2009年 12月 10日 ( 3 )
091210 「うまい」が最高の価値になってしまった
それを庵主は自分〈おのれ〉の限界を見たというべきか、
生きていることの真理にたどりついたと見るべきかはおいておいて、
人間の最高の幸せは「うまい」と感じることができることなのではないかということである。
小賢しい智恵とか、根拠のない優越感とか、使いこなせない財産などはどうでもいいのである。

名誉や勲章も本人が死んでしまえば、雲散霧消してしまう自己満足でしかない。
もちろん他人の自己満足を貶す理由はないからそれは十分にすばらしい価値観なのである。
一個の勲章、あれっ、勲章を数えるときはなんというのだろう。
個とはいわないだろう。

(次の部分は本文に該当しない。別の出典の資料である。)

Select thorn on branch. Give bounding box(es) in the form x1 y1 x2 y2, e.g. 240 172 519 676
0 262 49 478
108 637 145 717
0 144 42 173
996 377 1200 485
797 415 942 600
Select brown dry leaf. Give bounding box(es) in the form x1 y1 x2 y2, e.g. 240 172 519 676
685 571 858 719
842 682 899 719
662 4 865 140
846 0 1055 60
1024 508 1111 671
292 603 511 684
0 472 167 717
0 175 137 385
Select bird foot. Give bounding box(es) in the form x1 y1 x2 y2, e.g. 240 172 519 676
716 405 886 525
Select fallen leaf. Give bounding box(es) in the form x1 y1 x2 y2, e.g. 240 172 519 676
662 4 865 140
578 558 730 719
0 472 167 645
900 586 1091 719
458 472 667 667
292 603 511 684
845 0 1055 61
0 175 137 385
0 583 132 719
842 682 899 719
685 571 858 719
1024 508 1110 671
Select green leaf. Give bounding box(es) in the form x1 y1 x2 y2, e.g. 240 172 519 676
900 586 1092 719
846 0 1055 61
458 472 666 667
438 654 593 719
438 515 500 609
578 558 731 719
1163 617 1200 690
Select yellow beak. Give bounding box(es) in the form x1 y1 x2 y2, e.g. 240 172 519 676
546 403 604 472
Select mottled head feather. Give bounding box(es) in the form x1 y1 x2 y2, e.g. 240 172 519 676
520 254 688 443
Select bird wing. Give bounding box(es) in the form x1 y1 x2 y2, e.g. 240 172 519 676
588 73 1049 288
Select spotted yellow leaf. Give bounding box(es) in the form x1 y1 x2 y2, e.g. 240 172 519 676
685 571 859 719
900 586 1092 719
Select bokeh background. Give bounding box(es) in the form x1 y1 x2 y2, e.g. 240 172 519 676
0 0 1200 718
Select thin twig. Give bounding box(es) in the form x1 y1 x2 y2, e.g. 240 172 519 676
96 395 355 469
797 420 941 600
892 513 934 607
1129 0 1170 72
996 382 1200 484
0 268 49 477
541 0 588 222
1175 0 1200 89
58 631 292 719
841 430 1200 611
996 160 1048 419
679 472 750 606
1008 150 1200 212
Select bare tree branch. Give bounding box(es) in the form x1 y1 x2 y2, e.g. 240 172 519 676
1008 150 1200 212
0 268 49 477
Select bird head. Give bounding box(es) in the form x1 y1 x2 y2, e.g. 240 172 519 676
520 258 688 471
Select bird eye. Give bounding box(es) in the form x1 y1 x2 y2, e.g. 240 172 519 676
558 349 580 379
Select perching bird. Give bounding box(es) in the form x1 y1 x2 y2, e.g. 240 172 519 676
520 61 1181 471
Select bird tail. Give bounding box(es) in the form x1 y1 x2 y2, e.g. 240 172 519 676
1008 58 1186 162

一飾か、一佩か、一式か、勲章に縁がないので庵主は分からない。

その勲章一つで人が喜ぶのなら、それで元気になれるのなら安いものだと思う。
自分は偉いと思っている人に頭を低くすれぱ当人が喜ぶのなら、頭を下げるのは只である。
他人より上になっても、優越感を満たす以外に何も利益がないと思われるのだが、
人はそれがないと生きていけないのかもしれない。他人がいないと生きていけない。

頭がいいとか、家柄がいいとか、財に恵まれたとということは所詮天与の才である。
しかし、「うまい」という感動は自分だけのものである。生きている証である。実感である。
その「うまい」の最高峰がお酒にあると庵主は思っている。お酒の「うまい」は無心に通じている。
他人との比較を必要としない世界なのである。それは天に共鳴することだからである。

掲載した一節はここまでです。